Howard spent much of his childhood in Kentucky basements. After moving from Owenton to Somerset to Bardstown, at 6 years old, he lived in the basement of a church. His father was an itinerant Pentecostal preacher with recurring health problems, and the family had fallen on hard times. When Adam entered the first grade, school administrators shuffled him off to another basement in the school, this one where special ed classes were held.

 “They saw this poor kid coming to school who had a speech impediment, and they put me in special ed,” he said. “Once you’re in special ed, it’s very difficult to get out of it because you’re on that track. You just stay there.”

It wasn’t until middle school that a teacher saw something in him others had not. Howard had been labeled unable to learn, but this teacher called a meeting with his parents to tell them he was going to get Adam up to speed.

“He changed my life,” Howard said. “He knew I had been labeled unable to learn because I was from poverty.”

Over the next few years, Howard worked hard to catch up and to be more social. He participated in sports, football and basketball. He figured that, unlike his sister, college was not an option for him, so he planned to join the military. The Army seemed like a good way to escape his impoverished situation.

“I was just learning how to read in the seventh grade,” he said. “I didn’t feel like college was an option, but I was pretty determined to get out of poverty. The military was always seen as a secure option.”

In high school, though, it was another teacher who changed Howard’s life again. She taught business, classes like typing and accounting. Though he wasn’t especially interested in those topics, he was interested in her mentorship and in being a part of the Future Business Leaders of America (FBLA) club, which she had encouraged him to join. By his senior year, Howard became the FBLA president. And when the time came, she suggested Berea College and wrote him a recommendation letter.

“I got a horrible ACT score,” Howard related. “Brenda gave me a good recommendation. I was working, putting in the effort. Even though I didn’t have the academic skills, I had a lot of other skills, the attitude, the disposition, the leadership potential if someone just gave me the opportunity to do it.”

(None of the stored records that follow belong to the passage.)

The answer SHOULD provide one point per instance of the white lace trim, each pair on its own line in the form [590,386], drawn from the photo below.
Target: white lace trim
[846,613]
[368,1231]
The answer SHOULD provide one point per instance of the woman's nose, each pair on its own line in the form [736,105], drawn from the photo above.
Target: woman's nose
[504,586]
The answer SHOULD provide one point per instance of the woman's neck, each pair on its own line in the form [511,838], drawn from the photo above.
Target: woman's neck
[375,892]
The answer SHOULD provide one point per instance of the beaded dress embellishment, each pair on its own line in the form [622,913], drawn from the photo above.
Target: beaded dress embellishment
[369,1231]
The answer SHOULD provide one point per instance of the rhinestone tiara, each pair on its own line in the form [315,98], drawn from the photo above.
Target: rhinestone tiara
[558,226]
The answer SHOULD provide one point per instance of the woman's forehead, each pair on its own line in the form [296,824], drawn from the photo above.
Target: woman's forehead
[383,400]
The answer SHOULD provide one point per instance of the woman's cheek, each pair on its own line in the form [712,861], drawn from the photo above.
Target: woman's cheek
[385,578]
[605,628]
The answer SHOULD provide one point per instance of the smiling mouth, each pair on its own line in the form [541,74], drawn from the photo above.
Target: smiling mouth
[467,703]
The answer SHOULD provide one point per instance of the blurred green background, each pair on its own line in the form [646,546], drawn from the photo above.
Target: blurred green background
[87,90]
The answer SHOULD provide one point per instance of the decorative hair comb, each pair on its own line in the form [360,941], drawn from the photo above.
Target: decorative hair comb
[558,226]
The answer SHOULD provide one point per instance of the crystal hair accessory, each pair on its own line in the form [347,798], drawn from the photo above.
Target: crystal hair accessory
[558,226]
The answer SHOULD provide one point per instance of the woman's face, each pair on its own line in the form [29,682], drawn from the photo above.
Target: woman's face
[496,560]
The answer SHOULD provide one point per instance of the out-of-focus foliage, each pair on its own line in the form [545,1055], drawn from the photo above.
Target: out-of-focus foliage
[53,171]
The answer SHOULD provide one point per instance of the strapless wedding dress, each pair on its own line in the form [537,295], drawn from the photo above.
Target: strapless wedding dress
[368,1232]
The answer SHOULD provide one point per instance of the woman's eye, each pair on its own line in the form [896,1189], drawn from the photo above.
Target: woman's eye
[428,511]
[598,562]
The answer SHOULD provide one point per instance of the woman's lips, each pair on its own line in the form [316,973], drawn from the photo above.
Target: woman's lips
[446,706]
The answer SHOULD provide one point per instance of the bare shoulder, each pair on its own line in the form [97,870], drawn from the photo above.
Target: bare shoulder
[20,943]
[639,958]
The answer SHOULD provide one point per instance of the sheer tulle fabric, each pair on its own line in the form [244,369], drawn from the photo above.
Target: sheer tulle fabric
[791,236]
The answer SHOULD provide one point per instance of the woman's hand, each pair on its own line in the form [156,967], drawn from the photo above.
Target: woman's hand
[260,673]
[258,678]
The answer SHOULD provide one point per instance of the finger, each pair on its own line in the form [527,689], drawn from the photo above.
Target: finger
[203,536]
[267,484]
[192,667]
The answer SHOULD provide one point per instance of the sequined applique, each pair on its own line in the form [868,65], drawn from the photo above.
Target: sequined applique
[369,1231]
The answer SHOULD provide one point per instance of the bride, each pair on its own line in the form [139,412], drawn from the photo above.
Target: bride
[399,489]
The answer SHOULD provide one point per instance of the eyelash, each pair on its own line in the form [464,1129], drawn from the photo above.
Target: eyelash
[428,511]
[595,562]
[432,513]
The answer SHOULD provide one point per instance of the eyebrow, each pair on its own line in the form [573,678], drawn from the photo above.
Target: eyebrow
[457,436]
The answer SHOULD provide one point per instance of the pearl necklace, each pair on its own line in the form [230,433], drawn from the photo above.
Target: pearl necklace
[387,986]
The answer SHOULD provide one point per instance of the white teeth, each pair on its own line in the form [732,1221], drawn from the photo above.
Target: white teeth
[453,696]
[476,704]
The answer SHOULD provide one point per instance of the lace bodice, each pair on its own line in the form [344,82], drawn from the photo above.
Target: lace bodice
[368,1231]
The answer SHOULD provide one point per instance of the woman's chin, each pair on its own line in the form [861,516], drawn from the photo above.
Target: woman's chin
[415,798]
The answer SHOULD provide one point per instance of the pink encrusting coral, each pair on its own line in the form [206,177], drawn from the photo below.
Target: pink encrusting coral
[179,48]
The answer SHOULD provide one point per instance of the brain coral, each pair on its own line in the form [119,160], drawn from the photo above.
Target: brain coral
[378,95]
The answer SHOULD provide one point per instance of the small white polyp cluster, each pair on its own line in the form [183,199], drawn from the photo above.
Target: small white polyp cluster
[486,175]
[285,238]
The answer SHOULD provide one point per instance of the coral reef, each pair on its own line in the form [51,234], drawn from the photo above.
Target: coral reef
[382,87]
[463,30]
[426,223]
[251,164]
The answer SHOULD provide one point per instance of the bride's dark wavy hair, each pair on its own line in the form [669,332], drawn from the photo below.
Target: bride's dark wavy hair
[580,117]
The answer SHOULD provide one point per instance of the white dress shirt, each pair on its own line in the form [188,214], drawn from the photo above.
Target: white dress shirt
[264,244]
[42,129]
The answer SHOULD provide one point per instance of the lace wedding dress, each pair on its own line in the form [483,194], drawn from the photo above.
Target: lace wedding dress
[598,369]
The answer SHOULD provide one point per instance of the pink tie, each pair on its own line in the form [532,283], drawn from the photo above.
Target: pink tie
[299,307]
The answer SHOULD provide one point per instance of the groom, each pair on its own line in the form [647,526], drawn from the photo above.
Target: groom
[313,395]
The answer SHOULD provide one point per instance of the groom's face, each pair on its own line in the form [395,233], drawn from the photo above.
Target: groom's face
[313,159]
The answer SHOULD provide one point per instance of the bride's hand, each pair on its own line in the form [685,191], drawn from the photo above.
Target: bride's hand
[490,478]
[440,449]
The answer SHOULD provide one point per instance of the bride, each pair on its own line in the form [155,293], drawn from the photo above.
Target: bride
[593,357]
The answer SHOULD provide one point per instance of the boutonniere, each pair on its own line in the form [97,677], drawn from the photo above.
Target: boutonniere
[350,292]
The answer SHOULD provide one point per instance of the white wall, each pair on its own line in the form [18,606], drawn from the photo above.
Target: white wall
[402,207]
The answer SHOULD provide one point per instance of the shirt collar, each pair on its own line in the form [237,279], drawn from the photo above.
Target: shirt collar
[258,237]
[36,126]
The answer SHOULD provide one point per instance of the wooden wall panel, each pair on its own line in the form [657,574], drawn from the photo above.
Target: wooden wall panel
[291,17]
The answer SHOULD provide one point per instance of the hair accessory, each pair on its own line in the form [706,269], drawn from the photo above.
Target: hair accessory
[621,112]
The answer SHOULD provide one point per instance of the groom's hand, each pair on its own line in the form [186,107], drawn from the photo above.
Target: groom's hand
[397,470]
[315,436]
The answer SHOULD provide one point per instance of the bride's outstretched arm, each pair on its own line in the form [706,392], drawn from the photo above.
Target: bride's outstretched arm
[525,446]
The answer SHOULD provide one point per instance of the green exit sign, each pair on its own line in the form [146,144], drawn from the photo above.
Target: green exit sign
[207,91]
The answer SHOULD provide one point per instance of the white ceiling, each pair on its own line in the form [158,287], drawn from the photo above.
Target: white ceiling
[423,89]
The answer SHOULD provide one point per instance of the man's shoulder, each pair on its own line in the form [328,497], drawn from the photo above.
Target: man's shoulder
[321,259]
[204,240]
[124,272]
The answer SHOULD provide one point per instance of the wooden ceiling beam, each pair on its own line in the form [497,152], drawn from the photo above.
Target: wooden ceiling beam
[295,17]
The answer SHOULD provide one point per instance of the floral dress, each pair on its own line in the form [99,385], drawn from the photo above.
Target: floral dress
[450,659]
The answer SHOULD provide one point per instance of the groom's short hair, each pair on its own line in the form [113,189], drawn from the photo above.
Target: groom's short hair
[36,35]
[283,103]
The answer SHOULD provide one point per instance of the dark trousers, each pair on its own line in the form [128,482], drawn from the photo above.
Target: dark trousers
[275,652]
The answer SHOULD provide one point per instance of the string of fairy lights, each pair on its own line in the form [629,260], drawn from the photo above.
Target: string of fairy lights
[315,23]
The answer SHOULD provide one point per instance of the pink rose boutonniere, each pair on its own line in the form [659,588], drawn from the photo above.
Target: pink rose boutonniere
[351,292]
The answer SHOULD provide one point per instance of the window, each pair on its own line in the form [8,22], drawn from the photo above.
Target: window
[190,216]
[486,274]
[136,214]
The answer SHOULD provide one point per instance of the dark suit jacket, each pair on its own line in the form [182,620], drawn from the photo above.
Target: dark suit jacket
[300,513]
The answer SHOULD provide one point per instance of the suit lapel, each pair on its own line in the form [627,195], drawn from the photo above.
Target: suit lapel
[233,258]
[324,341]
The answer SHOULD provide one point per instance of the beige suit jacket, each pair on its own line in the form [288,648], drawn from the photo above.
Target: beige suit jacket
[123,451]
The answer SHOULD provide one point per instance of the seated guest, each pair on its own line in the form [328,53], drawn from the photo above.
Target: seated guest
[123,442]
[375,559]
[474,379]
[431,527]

When he was accepted, Howard joined the Army Reserves and enrolled at Berea. He didn’t have much beyond a good story and the potential for an even better one. At Berea, it was more of the same, struggle but eventual success. He nearly dropped out his first year, but sophomore year, he discovered Chaucer, and that was enough to keep him going as he majored in English education.

Howard had tamed his speech impediment and had studied the mythical “Standard American Accent” broadcasters use to tone down the twang in his cadence.

The summer between his fourth year and his student-teaching year, Howard participated in an educational outreach program. There, he met an alumnus of the graduate education program at Harvard, who recommended he consider applying to the program since, as an Appalachian, he would be considered a kind of minority.

“At the time,” he remembered, “I didn’t fully even know about Harvard. I kind of knew it from the movies but I didn’t understand the significance. My education professors got me up to speed about that. So, I went straight from Berea College to Harvard Graduate School of Education.”

Harvard was most certainly a new situation for Howard. He had grown up in rural Kentucky, had gone to public school and to college with people he could relate to because they had grown up in the same disadvantaged world he had.

“At Harvard, I saw incredible privilege that I had never quite seen before. No one was like me. No one was from Kentucky or Appalachia. There were not too many people from low-income backgrounds, so I became very interested in trying to understand all these privileges and advantages that everyone had. That’s why I became a professor and why, for 27 years, I’ve been studying rich people.”

Recently, the Charles A. Dana Professor of Education and chair of Education at Colby College joined the Berea College Alumni Executive  Council and spoke to a group of young men in Berea’s Appalachian Male Initiative to learn about their experiences. These days, Professor Howard is transitioning to a study of male privilege in general, which is the topic of his forthcoming book.

This will be the fifth book by a once illiterate special education kid stuck in the basement.

“My husband Omar and I are leaving everything to Berea College,” Howard said. “Going to Berea was one of the best decisions I’ve ever made in my life.”